Using serverless-offline@8 it worked the same way:

Upgrading to serverless-offline@8, serverless-offline@9, or serverless-offline@10, or serverless-offline@11

Sample Code
- file: serverless.yml
service: my-service
plugins:
- serverless-offline
provider:
runtime: nodejs16.x
stage: dev
functions:
hello:
events:
- http:
method: get
path: hello
handler: handler.hello
- file: handler.js
'use strict'
exports.hello = async function hello() {
console.log({ hello: 1 })
return { body: 'OK' statusCode: 200, }
}
Environment
-
serverlessversion: 3.24.1 -
serverless-offlineversion: 11.3.0 -
node.jsversion: v16.18.0 -
OS: Mac OS 13
Possible Solution
I believe serverless-offline is running in its own child_process and the colours are not appropriately passed (like there).
I'll be happy to do a PR is someone can point me here serverless-offline is instantiated.
thank you for filing the issue @Edweis
I believe serverless-offline is running in its own child_process and the colours are not appropriately passed (like there).
serverless-offline switched to using worker threads from v9 onwards. that said, I didn't even notice that console.log is using colors in the main process. that might be something node.js itself has to fix. if you could do some research on that topic that would be much appreciated.
on a similar note, what I noticed, when developers are using third party color modules (e.g. chalk), that those most of the time don't work out of the box, as the terminal color detection does not seem to work for worker threads. one can force using colors with an environment variable FORCE_COLOR='true'. something we should add to the docs.
example:
// this should work
console.log('\x1b[36m%s\x1b[0m', 'I am cyan');
// this probably does not, unless we set process.env.FORCE_COLOR
// (either by code, or setting the env in the serverless config,
// or in the local dev environment by using the flag `localEnvironment`)
import chalk from 'chalk';
console.log(chalk.blue('Hello world!'));
Thank you.
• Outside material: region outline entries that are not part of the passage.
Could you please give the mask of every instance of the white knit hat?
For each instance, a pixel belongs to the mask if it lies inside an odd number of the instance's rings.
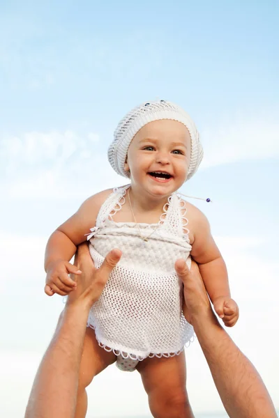
[[[142,103],[129,111],[118,124],[114,131],[114,139],[107,152],[110,164],[118,174],[130,178],[130,173],[124,170],[124,164],[128,149],[136,133],[146,123],[162,119],[181,122],[189,131],[191,155],[186,180],[195,174],[204,155],[199,132],[188,113],[177,104],[166,100]]]

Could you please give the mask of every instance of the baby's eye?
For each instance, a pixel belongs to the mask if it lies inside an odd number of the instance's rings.
[[[145,151],[153,151],[154,150],[154,147],[149,146],[145,146],[143,149]]]
[[[184,154],[183,153],[183,152],[181,150],[174,150],[172,151],[173,154],[181,154],[181,155],[183,155]]]

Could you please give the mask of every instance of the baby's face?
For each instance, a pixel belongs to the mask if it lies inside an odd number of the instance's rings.
[[[132,184],[151,194],[167,196],[177,190],[187,177],[190,137],[186,127],[169,119],[150,122],[135,135],[125,169]]]

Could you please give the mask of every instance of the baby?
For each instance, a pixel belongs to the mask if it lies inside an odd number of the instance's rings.
[[[110,250],[122,251],[88,319],[75,418],[86,415],[85,388],[115,361],[121,370],[140,373],[154,417],[193,416],[183,350],[193,330],[182,313],[176,260],[190,266],[192,257],[199,264],[227,326],[239,317],[209,222],[177,192],[202,156],[197,129],[183,109],[165,100],[135,107],[120,121],[108,151],[112,167],[130,183],[89,198],[50,238],[45,288],[50,296],[76,288],[68,274],[81,272],[69,261],[86,235],[97,268]]]

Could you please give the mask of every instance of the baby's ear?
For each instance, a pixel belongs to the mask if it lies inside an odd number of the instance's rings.
[[[127,172],[130,171],[129,164],[128,164],[127,158],[126,162],[124,162],[124,171]]]

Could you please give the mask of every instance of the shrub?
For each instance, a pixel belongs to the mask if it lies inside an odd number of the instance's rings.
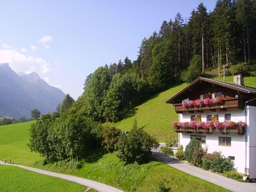
[[[157,183],[157,192],[164,192],[166,188],[163,181],[160,181]]]
[[[183,150],[183,145],[181,145],[180,146],[175,156],[176,158],[178,158],[181,161],[184,161],[185,160],[185,156]]]
[[[202,158],[202,168],[205,170],[209,170],[211,168],[212,154],[209,154]]]
[[[44,160],[43,160],[43,163],[42,163],[42,165],[43,166],[45,165],[46,164],[48,164],[48,163],[47,162],[47,159],[44,159]]]
[[[193,161],[192,154],[195,150],[200,147],[200,144],[195,138],[192,138],[185,148],[185,158],[188,163]]]
[[[226,177],[233,179],[239,180],[243,179],[243,176],[239,173],[235,171],[234,170],[225,171],[221,174],[224,177]]]
[[[151,149],[159,146],[156,138],[135,127],[127,136],[124,133],[120,134],[116,144],[117,156],[120,161],[141,163],[150,158]]]
[[[81,162],[76,161],[74,162],[74,168],[76,169],[79,169],[82,168],[82,164]]]
[[[174,155],[173,150],[171,148],[168,146],[161,147],[160,149],[160,151],[168,156],[173,156]]]
[[[193,161],[192,163],[195,166],[201,167],[202,164],[202,158],[204,156],[203,149],[201,147],[195,149],[193,153]]]
[[[103,131],[102,145],[108,152],[113,152],[118,141],[121,130],[115,127],[107,127]]]
[[[231,170],[233,167],[232,161],[225,157],[220,152],[215,151],[206,156],[203,158],[202,162],[203,169],[219,173]]]
[[[202,71],[202,60],[200,56],[194,55],[189,62],[188,70],[181,72],[180,75],[181,80],[190,83],[199,77]]]
[[[91,132],[92,135],[92,146],[96,147],[101,146],[103,141],[103,127],[100,124],[96,124],[92,127]]]

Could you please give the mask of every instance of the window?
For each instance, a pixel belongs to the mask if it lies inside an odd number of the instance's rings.
[[[231,146],[231,137],[219,137],[219,145],[221,146]]]
[[[212,121],[212,115],[208,115],[207,116],[207,121]]]
[[[216,93],[215,92],[213,92],[213,93],[212,93],[212,99],[214,99],[215,97],[216,97]]]
[[[200,95],[200,99],[204,99],[204,94]]]
[[[228,120],[228,121],[230,121],[231,120],[231,114],[225,114],[225,120]]]
[[[190,121],[195,121],[195,119],[196,118],[196,116],[195,115],[191,115],[191,118],[190,119]]]
[[[190,135],[190,139],[195,138],[196,140],[198,141],[200,144],[205,145],[206,143],[206,136],[198,135]]]
[[[185,102],[188,101],[189,100],[189,99],[188,98],[187,98],[187,99],[185,99],[182,100],[182,102],[185,103]]]

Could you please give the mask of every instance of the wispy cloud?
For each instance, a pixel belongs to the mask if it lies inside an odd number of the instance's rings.
[[[46,77],[45,78],[44,78],[44,80],[50,85],[53,86],[53,87],[55,87],[59,89],[60,89],[62,87],[61,85],[54,85],[51,84],[50,79],[48,77]]]
[[[52,40],[52,38],[51,36],[43,36],[39,40],[38,42],[42,43],[45,43],[48,41]]]
[[[36,50],[36,47],[35,46],[34,46],[34,45],[31,45],[30,46],[30,48],[32,50],[32,51],[35,51]]]
[[[21,52],[26,52],[28,51],[28,50],[26,49],[26,48],[24,48],[24,47],[23,48],[21,48]]]
[[[49,64],[42,58],[26,56],[15,49],[0,50],[0,63],[9,63],[15,72],[33,72],[45,75],[50,70]]]
[[[9,49],[10,48],[11,48],[11,46],[9,45],[8,44],[7,44],[6,43],[4,43],[3,44],[2,44],[2,46],[4,49]]]

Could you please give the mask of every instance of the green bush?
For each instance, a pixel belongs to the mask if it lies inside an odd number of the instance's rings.
[[[115,127],[107,127],[103,131],[102,145],[108,152],[113,152],[118,141],[121,130]]]
[[[239,180],[243,179],[243,176],[239,173],[235,171],[234,170],[225,171],[221,174],[224,177],[233,179]]]
[[[181,161],[184,161],[185,160],[185,155],[184,154],[184,151],[183,150],[183,145],[181,145],[179,148],[178,150],[175,155],[175,156],[176,158],[178,158]]]
[[[226,158],[221,152],[214,151],[202,159],[202,167],[206,170],[219,173],[232,170],[233,164],[232,161]]]
[[[202,147],[200,146],[195,149],[192,154],[193,161],[192,164],[197,167],[201,167],[202,164],[202,158],[204,156],[204,153]]]
[[[43,163],[42,163],[42,165],[45,165],[46,164],[48,164],[48,163],[47,162],[47,159],[44,159],[44,160],[43,160]]]
[[[197,55],[193,56],[189,62],[189,66],[186,71],[182,71],[180,79],[188,83],[190,83],[199,77],[202,72],[202,59]]]
[[[160,149],[160,151],[168,156],[174,156],[173,150],[171,148],[168,146],[161,147]]]
[[[244,67],[241,64],[230,66],[229,67],[229,70],[232,74],[239,72],[242,72],[244,75],[248,73],[248,70],[246,67]]]
[[[74,168],[76,169],[79,169],[82,168],[82,164],[81,162],[76,161],[74,162]]]
[[[160,181],[157,183],[157,192],[164,192],[166,188],[163,181]]]
[[[133,126],[127,136],[120,134],[116,144],[117,156],[120,161],[141,163],[150,158],[151,150],[156,148],[159,144],[156,138]]]
[[[200,147],[200,144],[195,138],[192,138],[185,148],[185,158],[188,163],[193,161],[193,152]]]

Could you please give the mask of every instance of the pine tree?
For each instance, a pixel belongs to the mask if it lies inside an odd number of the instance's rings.
[[[69,94],[66,95],[60,107],[60,113],[63,113],[66,111],[69,108],[72,106],[74,102],[74,99]]]

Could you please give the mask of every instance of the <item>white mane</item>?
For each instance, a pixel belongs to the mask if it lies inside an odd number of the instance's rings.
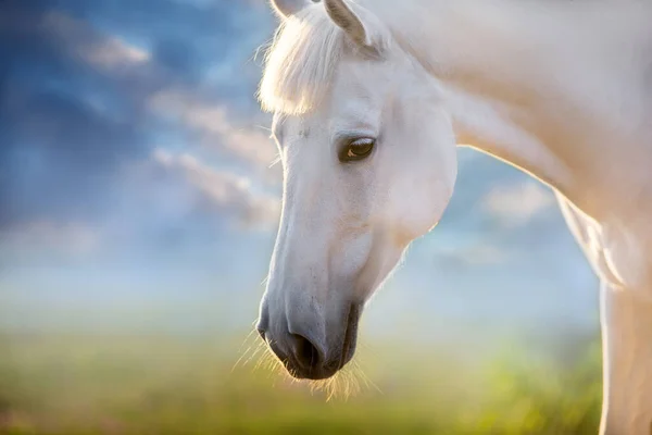
[[[371,26],[371,40],[387,47],[381,26]],[[285,18],[265,53],[259,100],[263,110],[301,114],[314,108],[333,82],[337,65],[354,48],[321,3]]]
I had a quick look and I found that colors should be passed into the worker at src/lambda/handler-runner/worker-thread-runner/WorkerThreadRunner.js. However the colors from the workers are not set. My guess is that util.format used in console.xxx() does not detect the TTY (since the worker is technically not a TTY), hence not applying colors.
I might investigate more when I'll have more time.